Re: [PATCH v2] ipc/mqueue: fix potential sleeping issue in mqueue_flush_file

From: shaozhengchao
Date: Wed Jan 17 2024 - 20:20:48 EST


++ping

Does anyone have ideas with this patch?

On 2024/1/2 9:09, shaozhengchao wrote:
+ping

Does anyone have ideas with this patch?

On 2023/12/20 10:12, Zhengchao Shao wrote:
I analyze the potential sleeping issue of the following processes:
Thread A                                Thread B
...                                     netlink_create  //ref = 1
do_mq_notify                            ...
   sock = netlink_getsockbyfilp          ...     //ref = 2
   info->notify_sock = sock;             ...
...                                     netlink_sendmsg
...                                       skb = netlink_alloc_large_skb  //skb->head is vmalloced
...                                       netlink_unicast
...                                         sk = netlink_getsockbyportid //ref = 3
...                                         netlink_sendskb
...                                           __netlink_sendskb
...                                             skb_queue_tail //put skb to sk_receive_queue
...                                         sock_put //ref = 2
...                                     ...
...                                     netlink_release
...                                       deferred_put_nlk_sk //ref = 1
mqueue_flush_file
   spin_lock
   remove_notification
     netlink_sendskb
       sock_put  //ref = 0
         sk_free
           ...
           __sk_destruct
             netlink_sock_destruct
               skb_queue_purge  //get skb from sk_receive_queue
                 ...
                 __skb_queue_purge_reason
                   kfree_skb_reason
                     __kfree_skb
                     ...
                     skb_release_all
                       skb_release_head_state
                         netlink_skb_destructor
                           vfree(skb->head)  //sleeping while holding spinlock

In netlink_sendmsg, if the memory pointed to by skb->head is allocated by
vmalloc, and is put to sk_receive_queue queue, also the skb is not freed.
When the mqueue executes flush, the sleeping bug will occur.

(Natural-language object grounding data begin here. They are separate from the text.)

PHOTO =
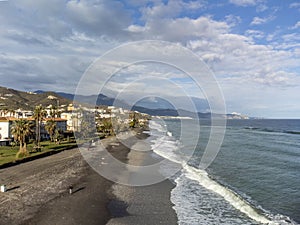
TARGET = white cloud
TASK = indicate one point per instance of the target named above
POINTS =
(261, 8)
(295, 5)
(259, 21)
(296, 26)
(48, 45)
(255, 34)
(243, 2)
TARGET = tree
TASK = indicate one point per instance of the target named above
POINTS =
(21, 130)
(39, 114)
(54, 112)
(50, 128)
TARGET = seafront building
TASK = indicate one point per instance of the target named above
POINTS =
(68, 120)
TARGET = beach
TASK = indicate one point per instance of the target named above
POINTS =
(38, 192)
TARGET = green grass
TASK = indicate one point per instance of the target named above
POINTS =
(8, 153)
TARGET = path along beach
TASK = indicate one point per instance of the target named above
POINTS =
(38, 191)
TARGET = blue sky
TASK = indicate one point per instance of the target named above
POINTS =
(252, 46)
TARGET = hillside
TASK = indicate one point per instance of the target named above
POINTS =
(13, 99)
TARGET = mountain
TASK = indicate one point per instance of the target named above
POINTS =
(14, 99)
(154, 106)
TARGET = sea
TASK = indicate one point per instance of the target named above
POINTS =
(254, 179)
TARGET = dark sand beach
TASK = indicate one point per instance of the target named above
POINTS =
(38, 192)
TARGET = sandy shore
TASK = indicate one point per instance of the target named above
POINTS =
(38, 192)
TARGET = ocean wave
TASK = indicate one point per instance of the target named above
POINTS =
(167, 147)
(269, 130)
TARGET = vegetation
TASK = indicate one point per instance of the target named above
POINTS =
(39, 114)
(21, 131)
(8, 153)
(51, 128)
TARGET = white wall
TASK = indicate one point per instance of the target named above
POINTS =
(4, 130)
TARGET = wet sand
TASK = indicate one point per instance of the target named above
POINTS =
(38, 192)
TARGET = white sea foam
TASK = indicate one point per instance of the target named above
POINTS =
(236, 201)
(167, 147)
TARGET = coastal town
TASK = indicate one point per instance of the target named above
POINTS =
(58, 123)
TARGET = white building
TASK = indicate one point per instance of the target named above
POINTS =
(5, 127)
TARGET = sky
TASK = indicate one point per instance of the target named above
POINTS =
(252, 47)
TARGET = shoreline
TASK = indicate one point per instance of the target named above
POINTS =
(94, 199)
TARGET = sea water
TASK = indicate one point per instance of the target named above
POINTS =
(253, 180)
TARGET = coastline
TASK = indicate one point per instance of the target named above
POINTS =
(38, 192)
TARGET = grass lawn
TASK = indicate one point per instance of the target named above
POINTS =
(8, 153)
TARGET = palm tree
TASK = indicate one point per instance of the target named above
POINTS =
(39, 114)
(21, 129)
(50, 128)
(54, 112)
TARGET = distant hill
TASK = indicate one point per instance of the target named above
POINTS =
(154, 106)
(14, 99)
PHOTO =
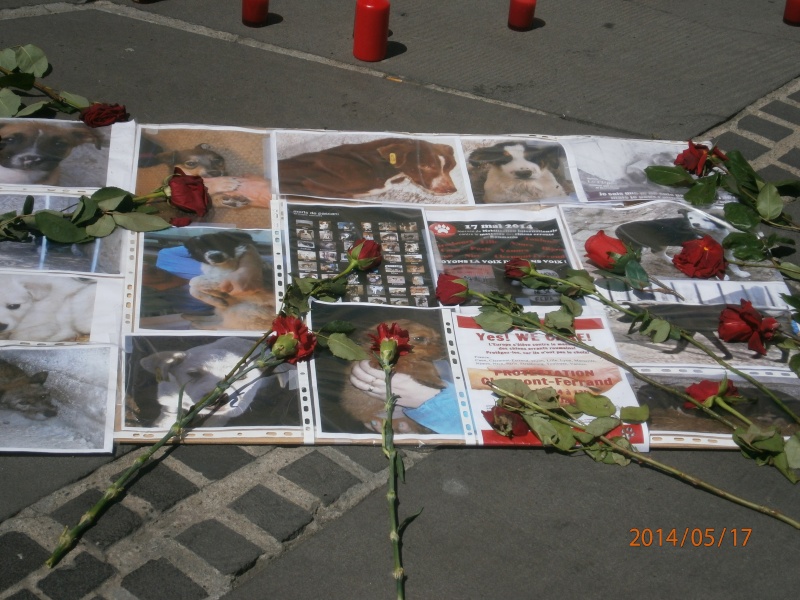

Use mutex
lock instead of spin lock in mqueue_flush_file.

Fixes: 1da177e4c3f4 ("Linux-2.6.12-rc2")
Signed-off-by: Zhengchao Shao <shaozhengchao@xxxxxxxxxx>
---
v2: CCed some networking maintainer & netdev list
---
  ipc/mqueue.c | 48 ++++++++++++++++++++++++------------------------
  1 file changed, 24 insertions(+), 24 deletions(-)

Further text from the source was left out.